There is apparently a connectivity issue between two components
(Be it CJOC, a Client Master, an agent, or anything requiring connectivity).
Looking at the support bundle and informations provide can lead to think the issue could be coming from something in between those components.
So we need to gather dumps from each side to understand where the connection might have be reset or cut down, for example.
On each node requested by support, run the following commands in background.
For example, if you have issues between a CJOC, a Client Master and one agent, you want to run this 3 times.
Command(s) to run
$ export CASEID=CHANGE_IT_TO_THE_ZENDESK_ISSUE_ID $ mkdir zd-$CASEID-tcpdump-$(hostname) $ cd zd-$CASEID-tcpdump-$(hostname) $ nohup sudo tcpdump -i eth0 -s 1522 -C 10000000 -w tcpdump.cap -W 100 -Z root &
When do I run this command?
You can, and should, run it before the issue occurs again.
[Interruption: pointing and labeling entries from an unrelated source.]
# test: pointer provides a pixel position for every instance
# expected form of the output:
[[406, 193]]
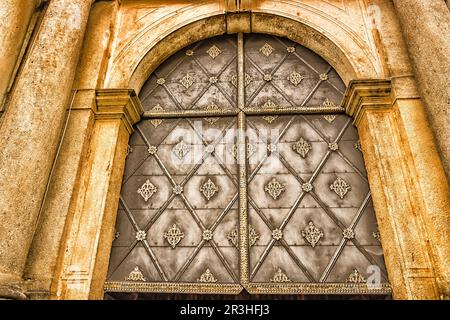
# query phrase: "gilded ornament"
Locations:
[[209, 189], [156, 122], [177, 189], [302, 147], [135, 275], [328, 104], [173, 235], [181, 149], [280, 277], [330, 117], [348, 234], [274, 188], [152, 149], [213, 51], [187, 81], [141, 235], [312, 234], [340, 187], [207, 277], [207, 235], [277, 234], [129, 150], [295, 78], [266, 49], [355, 277], [333, 146]]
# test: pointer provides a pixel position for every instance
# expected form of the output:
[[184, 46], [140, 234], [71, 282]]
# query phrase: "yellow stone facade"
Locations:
[[68, 103]]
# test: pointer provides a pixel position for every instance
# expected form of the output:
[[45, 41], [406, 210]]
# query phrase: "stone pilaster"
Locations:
[[90, 228], [15, 16], [43, 255], [426, 29], [408, 184], [31, 128]]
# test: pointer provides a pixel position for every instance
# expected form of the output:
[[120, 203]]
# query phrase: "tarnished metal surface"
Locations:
[[293, 215]]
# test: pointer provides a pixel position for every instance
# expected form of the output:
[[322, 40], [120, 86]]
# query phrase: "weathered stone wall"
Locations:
[[68, 226]]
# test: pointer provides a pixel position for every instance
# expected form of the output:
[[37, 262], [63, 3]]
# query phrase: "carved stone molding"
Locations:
[[119, 104], [362, 95]]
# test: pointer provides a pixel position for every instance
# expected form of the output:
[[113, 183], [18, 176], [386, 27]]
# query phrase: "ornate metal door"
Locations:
[[245, 173]]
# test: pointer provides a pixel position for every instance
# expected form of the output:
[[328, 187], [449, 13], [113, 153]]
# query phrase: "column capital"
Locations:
[[119, 104], [362, 95]]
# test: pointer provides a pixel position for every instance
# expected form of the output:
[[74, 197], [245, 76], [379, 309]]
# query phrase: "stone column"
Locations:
[[409, 187], [84, 254], [15, 16], [426, 29], [31, 128]]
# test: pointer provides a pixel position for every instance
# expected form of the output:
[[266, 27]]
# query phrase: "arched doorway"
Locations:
[[282, 209]]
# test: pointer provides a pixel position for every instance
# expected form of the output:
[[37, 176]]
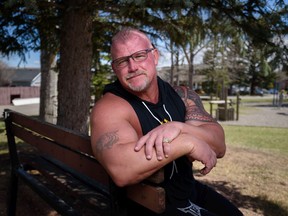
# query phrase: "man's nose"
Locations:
[[132, 65]]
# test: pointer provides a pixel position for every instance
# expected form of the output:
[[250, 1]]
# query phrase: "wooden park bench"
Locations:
[[58, 164]]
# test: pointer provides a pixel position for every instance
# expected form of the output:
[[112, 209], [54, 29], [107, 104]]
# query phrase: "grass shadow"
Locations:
[[255, 204]]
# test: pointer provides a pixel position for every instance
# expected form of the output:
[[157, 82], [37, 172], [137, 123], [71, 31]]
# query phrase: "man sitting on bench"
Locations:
[[141, 125]]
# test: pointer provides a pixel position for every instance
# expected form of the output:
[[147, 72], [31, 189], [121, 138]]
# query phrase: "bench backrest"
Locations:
[[74, 150]]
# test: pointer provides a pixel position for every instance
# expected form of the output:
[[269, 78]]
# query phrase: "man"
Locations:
[[141, 125]]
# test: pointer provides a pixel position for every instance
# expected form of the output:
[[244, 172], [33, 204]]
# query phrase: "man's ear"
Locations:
[[156, 56]]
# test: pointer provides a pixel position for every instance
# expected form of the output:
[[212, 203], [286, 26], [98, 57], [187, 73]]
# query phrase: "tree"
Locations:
[[26, 26], [5, 74]]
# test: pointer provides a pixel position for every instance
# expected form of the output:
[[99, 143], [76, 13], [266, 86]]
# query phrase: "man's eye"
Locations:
[[139, 56], [122, 62]]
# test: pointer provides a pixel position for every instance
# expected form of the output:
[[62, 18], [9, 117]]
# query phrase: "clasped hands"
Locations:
[[160, 139]]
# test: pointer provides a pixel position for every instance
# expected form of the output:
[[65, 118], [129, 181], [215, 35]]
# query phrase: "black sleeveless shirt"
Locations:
[[179, 182]]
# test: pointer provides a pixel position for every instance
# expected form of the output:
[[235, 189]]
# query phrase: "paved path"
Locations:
[[260, 114], [263, 114]]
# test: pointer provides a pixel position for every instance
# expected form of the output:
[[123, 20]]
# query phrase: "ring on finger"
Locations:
[[166, 140]]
Indeed: this is going to set up rotating dump files and dump the network traffic there. So, it will take up to ~1 GB of disk on each node (100 x ~10 MB), and not more.
What do you I do when this has occurred again?
Zip the directory you created above, and send it our way.
$ zip -9 -r zd-$CASEID-tcpdump-$(hostname).zip zd-$CASEID-tcpdump-$(hostname)
You will most probably need [that documentation](How to send a file that is too large for zendesk.md) to send us big files.
- Make sure to tell us the exact time slot where you saw the issue occur again.
This is required for us to be able to correlate the dates between network dumps, support bundles data and any information you may have provided us with.
- IMPORTANT: machines must be synchronized in time for us to be able to analyze them.
- Please also provide a new support bundle per each node when the next issue occurs. That may help us correlate network packets to potential error logs.